Постепенно вокруг Абу-аль-Фариде собираются матросы. За эти четыре дня все мы привыкли к «земляку». Но больше всего он любит спорить с нашим радистом Васей. Вася знает арабский язык. Как только Вася появляется на спардеке, гость торопливо встает, кланяется и говорит вместо приветствия:
— Я снова думал о том, что вы сказали вчера.
Вася краснеет от смущения, он в два раза моложе «земляка». Всей витиеватой мудрости древних имен и книг он может противопоставить только краткий курс политграмоты. Но они спорят до хрипоты, и вечером араб уходит озадаченный и возбужденный.
— Когда я спорю с ученым арабом, — говорит Абу-аль-Фариде, — я пробираюсь сквозь заросли пустыни. Когда я спорю с вами — я иду по скалам, и мне страшно упасть.
— Ну, что ж? — улыбается Вася. — На скалах — оно прочней.
Мы с интересом слушаем беседу, не вмешиваясь, — этого не любит гость. Но Вася говорит коротко и понятно, и наши одобрительные улыбки все время раздражают араба. Он внимательно следит за нашими лицами, и, если Вася долго подыскивает ответ, в черных глазах гостя вспыхивают маленькие хитрые огоньки.
Абу-аль-Фариде начинает спокойно, полузакрыв глаза:
— Вы говорите — собственность. Это слово никогда не было знаменем Востока. Было и есть одно только знамя — аллах.

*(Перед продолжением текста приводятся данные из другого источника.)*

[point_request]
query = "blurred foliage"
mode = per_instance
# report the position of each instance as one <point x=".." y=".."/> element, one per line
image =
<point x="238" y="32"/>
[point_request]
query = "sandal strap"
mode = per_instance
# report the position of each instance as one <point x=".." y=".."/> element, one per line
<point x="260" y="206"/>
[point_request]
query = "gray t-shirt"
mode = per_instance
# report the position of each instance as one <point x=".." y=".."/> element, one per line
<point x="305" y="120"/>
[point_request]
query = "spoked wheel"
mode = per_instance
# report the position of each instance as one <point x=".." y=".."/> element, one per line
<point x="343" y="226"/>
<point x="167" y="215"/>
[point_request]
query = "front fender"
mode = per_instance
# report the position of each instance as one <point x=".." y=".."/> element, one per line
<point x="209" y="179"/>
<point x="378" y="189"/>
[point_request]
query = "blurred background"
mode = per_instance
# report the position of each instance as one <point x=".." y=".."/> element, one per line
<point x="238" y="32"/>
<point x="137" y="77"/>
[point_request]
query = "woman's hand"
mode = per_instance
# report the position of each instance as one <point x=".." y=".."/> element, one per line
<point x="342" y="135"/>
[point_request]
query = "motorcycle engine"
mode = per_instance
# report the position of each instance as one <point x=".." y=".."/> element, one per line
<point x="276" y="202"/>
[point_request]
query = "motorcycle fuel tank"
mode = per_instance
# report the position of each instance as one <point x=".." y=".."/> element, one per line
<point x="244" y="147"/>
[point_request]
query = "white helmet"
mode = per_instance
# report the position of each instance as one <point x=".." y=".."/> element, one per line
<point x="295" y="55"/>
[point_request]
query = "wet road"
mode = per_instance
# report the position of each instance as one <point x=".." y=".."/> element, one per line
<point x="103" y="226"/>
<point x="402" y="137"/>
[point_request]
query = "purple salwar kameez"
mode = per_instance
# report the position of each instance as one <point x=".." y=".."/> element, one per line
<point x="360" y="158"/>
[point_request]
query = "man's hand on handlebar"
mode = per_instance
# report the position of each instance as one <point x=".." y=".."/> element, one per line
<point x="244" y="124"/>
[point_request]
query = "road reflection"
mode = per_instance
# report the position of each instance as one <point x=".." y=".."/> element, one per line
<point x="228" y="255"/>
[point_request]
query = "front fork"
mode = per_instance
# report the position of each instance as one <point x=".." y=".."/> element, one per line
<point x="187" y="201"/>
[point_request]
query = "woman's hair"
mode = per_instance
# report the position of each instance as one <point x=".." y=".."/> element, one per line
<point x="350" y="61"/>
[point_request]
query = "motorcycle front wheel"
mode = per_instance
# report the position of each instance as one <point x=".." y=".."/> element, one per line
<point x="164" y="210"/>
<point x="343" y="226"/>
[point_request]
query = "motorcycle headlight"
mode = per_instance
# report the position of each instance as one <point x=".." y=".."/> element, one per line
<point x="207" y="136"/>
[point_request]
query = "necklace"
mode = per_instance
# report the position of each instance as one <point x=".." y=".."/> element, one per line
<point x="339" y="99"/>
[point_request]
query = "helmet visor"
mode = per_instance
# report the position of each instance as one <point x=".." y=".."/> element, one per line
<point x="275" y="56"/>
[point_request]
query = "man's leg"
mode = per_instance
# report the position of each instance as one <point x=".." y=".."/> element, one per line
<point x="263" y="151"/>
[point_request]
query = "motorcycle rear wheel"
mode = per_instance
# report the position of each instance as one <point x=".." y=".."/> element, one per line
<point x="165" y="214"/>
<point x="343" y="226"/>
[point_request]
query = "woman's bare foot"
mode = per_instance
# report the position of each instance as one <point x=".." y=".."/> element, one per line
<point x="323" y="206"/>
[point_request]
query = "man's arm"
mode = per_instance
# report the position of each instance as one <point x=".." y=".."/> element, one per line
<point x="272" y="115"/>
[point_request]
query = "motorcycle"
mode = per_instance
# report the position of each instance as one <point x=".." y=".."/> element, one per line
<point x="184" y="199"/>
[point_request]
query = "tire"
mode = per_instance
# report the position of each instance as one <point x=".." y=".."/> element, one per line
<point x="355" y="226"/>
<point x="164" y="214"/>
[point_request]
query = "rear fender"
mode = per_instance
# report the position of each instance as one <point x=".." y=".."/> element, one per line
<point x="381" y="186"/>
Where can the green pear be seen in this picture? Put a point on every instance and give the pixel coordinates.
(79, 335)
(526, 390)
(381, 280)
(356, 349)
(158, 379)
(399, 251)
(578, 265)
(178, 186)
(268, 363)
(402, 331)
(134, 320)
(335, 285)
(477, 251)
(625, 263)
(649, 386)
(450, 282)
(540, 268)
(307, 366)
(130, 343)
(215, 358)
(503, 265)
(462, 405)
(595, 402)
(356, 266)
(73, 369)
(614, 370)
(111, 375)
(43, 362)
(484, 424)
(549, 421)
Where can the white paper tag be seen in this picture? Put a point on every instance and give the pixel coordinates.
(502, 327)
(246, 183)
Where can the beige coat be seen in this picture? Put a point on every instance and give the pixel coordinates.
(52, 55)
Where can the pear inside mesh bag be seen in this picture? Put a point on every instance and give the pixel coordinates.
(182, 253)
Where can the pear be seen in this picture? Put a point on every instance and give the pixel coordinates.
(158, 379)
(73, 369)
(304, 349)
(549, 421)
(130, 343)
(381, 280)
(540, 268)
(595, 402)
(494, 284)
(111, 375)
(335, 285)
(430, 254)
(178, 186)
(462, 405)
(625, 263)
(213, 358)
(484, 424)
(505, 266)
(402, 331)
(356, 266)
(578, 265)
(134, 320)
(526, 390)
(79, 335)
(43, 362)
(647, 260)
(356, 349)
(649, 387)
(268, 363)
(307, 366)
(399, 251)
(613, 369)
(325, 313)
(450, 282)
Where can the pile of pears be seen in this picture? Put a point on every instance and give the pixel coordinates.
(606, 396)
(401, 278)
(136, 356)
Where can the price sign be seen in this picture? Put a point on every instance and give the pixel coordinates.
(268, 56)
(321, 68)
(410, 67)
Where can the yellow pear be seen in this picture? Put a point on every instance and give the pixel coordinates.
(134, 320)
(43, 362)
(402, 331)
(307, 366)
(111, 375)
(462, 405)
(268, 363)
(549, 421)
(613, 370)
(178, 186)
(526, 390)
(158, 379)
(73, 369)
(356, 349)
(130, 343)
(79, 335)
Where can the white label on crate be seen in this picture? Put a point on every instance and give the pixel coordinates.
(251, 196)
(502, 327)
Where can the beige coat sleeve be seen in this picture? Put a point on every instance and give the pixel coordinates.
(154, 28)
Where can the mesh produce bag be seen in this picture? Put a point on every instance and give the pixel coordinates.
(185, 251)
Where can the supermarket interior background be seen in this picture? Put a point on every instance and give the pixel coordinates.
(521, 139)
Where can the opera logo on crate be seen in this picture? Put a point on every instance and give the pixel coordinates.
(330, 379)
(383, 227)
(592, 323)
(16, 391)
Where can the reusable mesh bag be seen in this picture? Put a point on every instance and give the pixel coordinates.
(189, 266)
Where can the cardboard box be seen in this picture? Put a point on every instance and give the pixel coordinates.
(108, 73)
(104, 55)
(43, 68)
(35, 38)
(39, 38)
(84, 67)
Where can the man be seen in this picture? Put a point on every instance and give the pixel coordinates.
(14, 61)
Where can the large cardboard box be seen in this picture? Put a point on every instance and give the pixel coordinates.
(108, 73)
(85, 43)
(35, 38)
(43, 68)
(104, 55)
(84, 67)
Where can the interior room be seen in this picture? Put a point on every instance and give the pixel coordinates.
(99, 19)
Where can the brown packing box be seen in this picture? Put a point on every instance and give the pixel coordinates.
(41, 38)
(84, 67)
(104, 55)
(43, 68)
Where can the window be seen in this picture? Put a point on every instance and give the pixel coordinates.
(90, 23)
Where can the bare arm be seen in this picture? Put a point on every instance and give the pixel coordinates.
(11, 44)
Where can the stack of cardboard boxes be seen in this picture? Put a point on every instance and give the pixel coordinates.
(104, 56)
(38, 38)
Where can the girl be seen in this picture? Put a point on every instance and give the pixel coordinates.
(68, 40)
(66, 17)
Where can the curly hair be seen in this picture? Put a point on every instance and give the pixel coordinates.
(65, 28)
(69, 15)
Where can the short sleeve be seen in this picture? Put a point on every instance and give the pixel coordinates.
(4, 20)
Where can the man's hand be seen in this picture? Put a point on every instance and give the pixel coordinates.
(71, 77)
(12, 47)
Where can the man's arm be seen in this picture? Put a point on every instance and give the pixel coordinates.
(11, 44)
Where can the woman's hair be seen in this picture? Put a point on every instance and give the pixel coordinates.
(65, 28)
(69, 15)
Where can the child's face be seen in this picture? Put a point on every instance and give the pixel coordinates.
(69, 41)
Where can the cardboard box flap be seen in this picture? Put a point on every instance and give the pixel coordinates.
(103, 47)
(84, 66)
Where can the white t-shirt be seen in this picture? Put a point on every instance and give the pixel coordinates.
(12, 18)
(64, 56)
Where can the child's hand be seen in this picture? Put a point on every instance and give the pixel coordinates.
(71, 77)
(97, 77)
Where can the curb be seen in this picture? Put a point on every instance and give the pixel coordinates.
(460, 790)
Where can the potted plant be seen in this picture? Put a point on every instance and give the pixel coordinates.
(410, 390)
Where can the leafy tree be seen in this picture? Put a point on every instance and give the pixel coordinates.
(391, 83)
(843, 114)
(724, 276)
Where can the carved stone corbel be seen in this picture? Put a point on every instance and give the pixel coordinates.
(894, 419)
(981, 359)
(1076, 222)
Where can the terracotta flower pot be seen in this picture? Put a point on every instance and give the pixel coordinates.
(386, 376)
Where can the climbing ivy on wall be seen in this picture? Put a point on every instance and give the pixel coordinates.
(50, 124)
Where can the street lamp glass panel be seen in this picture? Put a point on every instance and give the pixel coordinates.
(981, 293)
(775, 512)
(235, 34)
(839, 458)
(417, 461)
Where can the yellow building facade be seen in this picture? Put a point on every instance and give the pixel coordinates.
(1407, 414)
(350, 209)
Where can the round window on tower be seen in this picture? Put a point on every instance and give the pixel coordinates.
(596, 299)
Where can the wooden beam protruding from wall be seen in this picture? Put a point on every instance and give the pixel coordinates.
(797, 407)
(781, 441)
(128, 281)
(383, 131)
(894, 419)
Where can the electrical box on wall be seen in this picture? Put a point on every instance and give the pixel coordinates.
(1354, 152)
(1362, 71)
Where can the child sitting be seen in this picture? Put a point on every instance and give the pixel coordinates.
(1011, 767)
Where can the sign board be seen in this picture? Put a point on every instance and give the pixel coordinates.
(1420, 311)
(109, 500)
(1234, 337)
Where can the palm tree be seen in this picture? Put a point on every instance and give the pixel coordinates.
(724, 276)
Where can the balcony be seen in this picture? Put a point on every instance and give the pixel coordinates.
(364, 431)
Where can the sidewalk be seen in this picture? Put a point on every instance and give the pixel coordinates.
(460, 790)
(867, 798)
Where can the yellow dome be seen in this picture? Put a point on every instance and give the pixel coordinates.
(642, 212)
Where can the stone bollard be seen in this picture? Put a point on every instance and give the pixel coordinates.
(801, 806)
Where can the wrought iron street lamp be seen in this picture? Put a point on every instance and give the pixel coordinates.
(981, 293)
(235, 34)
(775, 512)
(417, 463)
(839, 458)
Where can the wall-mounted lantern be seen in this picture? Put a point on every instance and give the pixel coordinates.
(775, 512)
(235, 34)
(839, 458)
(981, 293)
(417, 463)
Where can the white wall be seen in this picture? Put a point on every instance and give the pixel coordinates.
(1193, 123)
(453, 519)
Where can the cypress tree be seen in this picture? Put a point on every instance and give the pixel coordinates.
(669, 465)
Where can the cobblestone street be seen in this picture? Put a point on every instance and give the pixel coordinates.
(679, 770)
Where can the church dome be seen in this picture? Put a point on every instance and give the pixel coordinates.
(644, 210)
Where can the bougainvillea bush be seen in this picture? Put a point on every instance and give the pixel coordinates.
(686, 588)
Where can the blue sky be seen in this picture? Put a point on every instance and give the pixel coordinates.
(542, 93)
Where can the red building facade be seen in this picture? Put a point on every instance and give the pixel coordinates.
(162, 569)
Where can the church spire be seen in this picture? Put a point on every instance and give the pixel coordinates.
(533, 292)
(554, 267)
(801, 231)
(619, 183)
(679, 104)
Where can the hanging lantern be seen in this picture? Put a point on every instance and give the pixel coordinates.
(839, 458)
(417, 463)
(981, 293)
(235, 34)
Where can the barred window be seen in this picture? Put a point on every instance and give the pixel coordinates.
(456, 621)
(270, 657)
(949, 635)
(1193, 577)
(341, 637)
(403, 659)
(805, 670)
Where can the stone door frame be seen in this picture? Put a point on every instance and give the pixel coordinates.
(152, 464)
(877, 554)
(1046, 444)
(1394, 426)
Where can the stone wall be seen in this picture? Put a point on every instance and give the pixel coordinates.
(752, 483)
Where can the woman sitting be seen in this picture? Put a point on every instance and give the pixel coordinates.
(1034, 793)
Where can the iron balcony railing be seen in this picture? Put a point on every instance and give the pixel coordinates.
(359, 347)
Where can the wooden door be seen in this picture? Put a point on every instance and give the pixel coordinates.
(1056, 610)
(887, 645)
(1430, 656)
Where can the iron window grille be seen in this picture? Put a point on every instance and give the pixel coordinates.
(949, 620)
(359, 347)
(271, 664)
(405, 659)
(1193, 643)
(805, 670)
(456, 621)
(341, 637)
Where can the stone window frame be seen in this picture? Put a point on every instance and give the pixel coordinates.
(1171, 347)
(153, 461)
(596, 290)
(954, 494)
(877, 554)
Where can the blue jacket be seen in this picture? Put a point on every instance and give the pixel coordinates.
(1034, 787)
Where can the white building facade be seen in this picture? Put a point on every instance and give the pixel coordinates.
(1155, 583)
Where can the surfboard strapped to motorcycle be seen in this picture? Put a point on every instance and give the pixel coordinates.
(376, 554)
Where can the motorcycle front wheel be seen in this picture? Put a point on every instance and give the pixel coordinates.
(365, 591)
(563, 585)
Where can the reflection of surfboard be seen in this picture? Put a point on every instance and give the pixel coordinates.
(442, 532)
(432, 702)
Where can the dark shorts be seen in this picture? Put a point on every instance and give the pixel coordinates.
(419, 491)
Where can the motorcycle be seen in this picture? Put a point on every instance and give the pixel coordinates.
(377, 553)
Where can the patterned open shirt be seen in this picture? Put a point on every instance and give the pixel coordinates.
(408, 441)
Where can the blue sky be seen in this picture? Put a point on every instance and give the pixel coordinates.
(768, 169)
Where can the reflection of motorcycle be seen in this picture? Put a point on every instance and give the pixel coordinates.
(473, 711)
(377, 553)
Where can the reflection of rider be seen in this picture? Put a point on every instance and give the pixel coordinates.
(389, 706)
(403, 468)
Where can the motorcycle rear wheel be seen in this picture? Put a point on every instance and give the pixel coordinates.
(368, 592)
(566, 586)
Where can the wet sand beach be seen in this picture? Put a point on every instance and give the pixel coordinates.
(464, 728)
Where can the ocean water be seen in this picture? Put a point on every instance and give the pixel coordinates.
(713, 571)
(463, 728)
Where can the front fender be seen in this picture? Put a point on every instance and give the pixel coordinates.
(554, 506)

— Гм… да-а… — трудно вздыхает боцман.
Абу-аль-Фариде не поднимает глаз.
— Иначе как можно объяснить, что через двести лет после Магомета арабы, завоевавшие мир, вернулись в Неджед и Геджас? Что принесли они? Ничего, кроме своего благородства. Путь наш повторится. Об этом сказал еще великий Ибн-Халдун. Он снова пройдет через Мекку.
Вася досадливо морщится.
— Экая поповщина! — говорит он. — Куда же приведет эта дорожка?
— К счастью.
— А какое оно?
Абу-аль-Фариде медлит; в черных глазах угасают огоньки.
— Это известно аллаху. Когда люди верят в чудо, оно приходит.
Вася отвечает рассудительно и спокойно:
— Во-первых, скучно жить, если сам человек не знает ничего. Во-вторых, ваши же буржуи продадут вашу страну.
Лицо Абу-аль-Фариде еще больше темнеет; оно становится совершенно черным от гнева. Он сдерживает себя.
Белое покрывало падает с плеча.
— Араб никогда не предаст араба! Почему? Потому что история нашей совести идет от незапамятных времен Саргона и Гудеи!